Os produtos indigestos, desta fase de produção cultural estéril que tomava conta da cidade, vinham de todos os lados para reunirem-se não só nos bairros, mas no bar do Socó, em frente à UFES. Lá se juntava a moçada de Vitória, Vila Velha, Cariacica e Serra. O movimento punk com a máxima do “faça você mesmo” vai tomando e criando suas próprias publicações (fanzines), seus próprios selos, bandas e seu modo de repensar a vida.
A Praça Costa Pereira recebe, em dezembro de 1986, músicos que participam de um “Alto Natalino” promovido pelo projeto Cidade Utópica. Tocam as bandas de punk Detrito Federal (DF) e Necrófago (ES).
Em 1987, no primeiro FEST UFES de música, enquanto a cidade dormia, o Corja, o Ferida, o Discórdia e o Guerrilha (hoje Zoopatia) mantinham acordados todos os que percebiam a crescente domesticação e apatia produzida pelo famigerado sistema politico-cultural reinante na cidade e no Estado.

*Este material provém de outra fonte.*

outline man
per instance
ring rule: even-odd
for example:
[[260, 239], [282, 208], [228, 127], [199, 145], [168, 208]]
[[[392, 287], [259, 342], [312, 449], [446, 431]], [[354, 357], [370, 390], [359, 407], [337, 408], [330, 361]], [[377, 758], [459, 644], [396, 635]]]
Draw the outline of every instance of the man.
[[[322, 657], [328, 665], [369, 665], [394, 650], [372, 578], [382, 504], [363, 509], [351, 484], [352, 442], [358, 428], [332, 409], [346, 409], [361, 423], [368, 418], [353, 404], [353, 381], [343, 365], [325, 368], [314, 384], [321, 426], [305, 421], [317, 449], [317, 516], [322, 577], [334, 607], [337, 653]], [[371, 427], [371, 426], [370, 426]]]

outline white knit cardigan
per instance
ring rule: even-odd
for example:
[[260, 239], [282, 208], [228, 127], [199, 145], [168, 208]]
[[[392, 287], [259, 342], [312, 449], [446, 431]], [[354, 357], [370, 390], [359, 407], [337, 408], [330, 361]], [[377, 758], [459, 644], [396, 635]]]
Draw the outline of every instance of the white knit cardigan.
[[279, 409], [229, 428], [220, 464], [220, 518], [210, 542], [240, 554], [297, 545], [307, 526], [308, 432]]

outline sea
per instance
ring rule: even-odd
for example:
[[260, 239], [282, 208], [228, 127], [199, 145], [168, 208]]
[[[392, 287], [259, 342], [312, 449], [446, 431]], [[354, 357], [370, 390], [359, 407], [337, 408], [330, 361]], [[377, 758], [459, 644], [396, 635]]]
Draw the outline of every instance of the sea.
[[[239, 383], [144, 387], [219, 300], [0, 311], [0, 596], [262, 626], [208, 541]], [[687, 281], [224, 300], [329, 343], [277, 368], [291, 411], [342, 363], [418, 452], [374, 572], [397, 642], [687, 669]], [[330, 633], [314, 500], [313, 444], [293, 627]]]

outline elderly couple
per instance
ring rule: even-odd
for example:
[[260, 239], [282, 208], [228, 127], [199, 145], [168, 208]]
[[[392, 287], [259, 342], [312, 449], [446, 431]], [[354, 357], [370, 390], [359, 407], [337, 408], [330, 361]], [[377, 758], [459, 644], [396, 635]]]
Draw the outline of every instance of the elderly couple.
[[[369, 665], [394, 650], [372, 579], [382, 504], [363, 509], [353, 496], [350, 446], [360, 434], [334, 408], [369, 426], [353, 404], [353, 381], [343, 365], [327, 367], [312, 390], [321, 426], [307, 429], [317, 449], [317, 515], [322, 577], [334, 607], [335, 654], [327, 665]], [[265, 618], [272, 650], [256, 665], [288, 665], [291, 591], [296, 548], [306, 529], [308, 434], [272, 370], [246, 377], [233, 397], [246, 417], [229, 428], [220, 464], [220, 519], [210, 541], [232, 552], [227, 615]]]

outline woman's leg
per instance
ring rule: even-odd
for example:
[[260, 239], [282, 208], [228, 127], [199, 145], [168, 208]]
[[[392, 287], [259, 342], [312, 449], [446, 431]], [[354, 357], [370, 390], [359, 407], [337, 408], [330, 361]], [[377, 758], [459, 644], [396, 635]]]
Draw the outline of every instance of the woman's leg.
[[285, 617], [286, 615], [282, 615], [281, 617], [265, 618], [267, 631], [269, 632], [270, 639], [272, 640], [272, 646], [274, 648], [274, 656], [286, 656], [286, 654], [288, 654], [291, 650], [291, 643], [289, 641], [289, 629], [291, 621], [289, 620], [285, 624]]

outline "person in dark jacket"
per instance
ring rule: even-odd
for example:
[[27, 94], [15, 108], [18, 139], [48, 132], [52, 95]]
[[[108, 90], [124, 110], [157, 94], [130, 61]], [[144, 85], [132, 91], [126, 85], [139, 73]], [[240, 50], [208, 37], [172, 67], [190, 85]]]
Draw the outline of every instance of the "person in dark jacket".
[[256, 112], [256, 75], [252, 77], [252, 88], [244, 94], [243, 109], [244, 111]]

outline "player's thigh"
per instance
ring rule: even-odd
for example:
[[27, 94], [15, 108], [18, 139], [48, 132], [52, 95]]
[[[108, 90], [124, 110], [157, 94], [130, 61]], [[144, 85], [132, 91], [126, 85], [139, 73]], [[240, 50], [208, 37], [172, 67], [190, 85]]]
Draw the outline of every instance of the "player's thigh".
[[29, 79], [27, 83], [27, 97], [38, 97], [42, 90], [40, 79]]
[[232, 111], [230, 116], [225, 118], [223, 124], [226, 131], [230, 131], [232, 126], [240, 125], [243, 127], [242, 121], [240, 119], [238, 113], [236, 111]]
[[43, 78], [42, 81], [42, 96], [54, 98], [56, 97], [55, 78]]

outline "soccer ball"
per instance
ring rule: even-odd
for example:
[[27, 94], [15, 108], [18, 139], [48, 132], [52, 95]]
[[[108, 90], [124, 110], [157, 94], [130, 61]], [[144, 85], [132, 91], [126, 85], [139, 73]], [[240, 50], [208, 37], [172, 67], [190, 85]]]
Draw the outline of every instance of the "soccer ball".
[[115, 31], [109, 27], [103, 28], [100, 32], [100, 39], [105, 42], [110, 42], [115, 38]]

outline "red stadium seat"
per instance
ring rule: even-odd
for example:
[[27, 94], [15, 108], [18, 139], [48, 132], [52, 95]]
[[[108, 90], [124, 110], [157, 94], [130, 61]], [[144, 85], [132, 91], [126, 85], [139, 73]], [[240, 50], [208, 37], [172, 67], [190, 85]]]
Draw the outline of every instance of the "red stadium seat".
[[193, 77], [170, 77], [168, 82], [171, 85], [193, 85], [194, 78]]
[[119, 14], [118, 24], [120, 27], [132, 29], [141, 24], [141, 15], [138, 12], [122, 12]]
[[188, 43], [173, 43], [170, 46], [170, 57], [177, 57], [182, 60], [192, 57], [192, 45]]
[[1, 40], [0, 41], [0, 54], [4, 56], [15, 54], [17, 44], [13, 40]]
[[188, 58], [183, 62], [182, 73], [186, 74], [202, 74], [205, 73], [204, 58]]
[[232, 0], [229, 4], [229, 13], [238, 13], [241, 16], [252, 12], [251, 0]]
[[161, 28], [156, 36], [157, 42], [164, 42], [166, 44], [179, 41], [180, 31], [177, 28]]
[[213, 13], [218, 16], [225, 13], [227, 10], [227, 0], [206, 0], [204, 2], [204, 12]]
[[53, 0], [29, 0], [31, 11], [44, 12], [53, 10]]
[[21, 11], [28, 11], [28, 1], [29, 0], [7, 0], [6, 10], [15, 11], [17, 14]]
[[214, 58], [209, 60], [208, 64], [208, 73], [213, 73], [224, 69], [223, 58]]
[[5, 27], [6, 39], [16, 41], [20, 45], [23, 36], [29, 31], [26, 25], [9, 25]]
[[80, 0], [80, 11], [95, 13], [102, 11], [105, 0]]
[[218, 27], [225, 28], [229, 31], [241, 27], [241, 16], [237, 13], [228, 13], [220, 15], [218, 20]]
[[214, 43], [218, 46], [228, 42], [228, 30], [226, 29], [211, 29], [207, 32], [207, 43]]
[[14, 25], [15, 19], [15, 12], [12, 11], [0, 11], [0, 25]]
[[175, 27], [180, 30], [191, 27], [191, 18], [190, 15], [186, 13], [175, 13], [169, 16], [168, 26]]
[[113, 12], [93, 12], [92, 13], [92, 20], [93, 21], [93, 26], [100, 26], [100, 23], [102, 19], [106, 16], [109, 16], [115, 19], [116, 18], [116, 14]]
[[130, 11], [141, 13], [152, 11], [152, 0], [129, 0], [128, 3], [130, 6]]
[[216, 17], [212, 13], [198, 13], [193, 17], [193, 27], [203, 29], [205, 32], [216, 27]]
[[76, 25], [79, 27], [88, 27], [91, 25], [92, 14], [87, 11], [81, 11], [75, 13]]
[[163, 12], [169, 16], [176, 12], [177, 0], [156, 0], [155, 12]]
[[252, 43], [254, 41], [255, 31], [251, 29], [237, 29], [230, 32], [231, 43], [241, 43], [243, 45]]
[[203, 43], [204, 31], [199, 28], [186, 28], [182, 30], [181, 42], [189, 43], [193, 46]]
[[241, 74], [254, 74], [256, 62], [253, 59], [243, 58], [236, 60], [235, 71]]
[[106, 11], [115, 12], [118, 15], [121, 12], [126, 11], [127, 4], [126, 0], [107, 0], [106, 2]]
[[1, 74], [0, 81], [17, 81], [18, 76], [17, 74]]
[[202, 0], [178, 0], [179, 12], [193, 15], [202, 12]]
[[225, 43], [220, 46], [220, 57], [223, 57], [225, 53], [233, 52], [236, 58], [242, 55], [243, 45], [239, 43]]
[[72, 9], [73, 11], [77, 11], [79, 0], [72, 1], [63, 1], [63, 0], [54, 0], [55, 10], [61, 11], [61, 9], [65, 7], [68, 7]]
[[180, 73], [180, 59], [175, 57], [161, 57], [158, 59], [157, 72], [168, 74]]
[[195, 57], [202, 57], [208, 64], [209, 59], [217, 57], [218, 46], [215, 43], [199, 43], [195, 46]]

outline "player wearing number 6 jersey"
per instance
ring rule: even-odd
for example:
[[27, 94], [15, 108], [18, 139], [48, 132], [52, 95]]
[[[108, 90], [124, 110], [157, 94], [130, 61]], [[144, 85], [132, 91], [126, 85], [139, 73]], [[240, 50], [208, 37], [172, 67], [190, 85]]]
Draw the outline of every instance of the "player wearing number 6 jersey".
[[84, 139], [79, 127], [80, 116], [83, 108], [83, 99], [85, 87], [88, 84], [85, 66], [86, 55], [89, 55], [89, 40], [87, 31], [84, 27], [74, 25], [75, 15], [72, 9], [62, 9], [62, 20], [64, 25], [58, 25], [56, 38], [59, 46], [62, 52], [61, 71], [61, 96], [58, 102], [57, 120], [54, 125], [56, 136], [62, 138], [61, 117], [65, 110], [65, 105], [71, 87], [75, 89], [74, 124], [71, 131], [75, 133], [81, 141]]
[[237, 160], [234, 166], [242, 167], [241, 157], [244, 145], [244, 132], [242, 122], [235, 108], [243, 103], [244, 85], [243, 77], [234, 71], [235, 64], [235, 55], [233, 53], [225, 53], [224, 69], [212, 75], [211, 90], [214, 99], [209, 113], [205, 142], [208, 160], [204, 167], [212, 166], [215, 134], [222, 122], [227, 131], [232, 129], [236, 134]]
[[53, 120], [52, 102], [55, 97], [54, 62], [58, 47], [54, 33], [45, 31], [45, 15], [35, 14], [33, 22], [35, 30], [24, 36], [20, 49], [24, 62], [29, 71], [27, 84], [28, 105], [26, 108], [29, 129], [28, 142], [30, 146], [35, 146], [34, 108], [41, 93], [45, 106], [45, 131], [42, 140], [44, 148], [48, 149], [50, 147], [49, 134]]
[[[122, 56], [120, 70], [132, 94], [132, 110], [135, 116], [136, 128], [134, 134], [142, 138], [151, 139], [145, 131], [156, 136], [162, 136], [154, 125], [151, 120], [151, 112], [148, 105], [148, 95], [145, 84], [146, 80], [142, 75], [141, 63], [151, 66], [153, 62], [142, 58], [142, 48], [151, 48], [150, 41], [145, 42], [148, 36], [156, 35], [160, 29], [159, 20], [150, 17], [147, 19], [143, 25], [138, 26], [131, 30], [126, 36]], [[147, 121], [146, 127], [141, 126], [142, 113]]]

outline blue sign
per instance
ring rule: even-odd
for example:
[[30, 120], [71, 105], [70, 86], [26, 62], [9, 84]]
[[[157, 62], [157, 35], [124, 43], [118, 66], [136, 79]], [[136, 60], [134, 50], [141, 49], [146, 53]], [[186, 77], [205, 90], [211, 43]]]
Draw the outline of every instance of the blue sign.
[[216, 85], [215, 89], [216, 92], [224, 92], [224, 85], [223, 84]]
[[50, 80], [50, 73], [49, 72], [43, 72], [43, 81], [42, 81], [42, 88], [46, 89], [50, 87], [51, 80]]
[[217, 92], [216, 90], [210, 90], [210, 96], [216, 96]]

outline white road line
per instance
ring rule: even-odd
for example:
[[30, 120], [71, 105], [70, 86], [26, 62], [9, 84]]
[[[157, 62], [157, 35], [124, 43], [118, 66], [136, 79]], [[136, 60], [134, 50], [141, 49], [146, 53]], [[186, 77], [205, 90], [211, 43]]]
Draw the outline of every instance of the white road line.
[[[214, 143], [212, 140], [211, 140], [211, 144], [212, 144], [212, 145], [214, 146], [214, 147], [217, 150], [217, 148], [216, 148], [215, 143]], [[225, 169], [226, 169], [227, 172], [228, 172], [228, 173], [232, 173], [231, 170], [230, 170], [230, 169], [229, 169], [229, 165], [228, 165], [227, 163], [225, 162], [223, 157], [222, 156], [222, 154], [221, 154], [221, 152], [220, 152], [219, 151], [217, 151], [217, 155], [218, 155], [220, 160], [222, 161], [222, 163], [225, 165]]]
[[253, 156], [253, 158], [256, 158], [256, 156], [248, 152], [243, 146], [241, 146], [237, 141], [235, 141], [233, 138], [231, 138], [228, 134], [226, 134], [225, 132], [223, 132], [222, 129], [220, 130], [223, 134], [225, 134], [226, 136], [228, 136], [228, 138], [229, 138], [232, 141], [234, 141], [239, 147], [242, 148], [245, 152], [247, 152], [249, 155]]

No bairro São Pedro I, em 88, apresentam-se as bandas Ferida Exposta e ONP (que antes era Guerrilha e agora é Zoopatia) em apoio ao Projeto Escola de Formação de Mão-de-Obra destinado a operários da construção civil. Projeto que teve como objetivo instrumentalizar os moradores para que estes construíssem suas casas e realizassem coletivamente o processo de urbanização de seu bairro, na época, um dos mais carentes do estado. Nessa mesma época, ocorre o Festival “Ode aos Canalhas”, realizado no Centro Cultural Carmélia Maria de Souza, e também se organizam, neste período, vários grupos libertários como os Anarcopunks, os Punks do Subúrbio e os Punks do Motim.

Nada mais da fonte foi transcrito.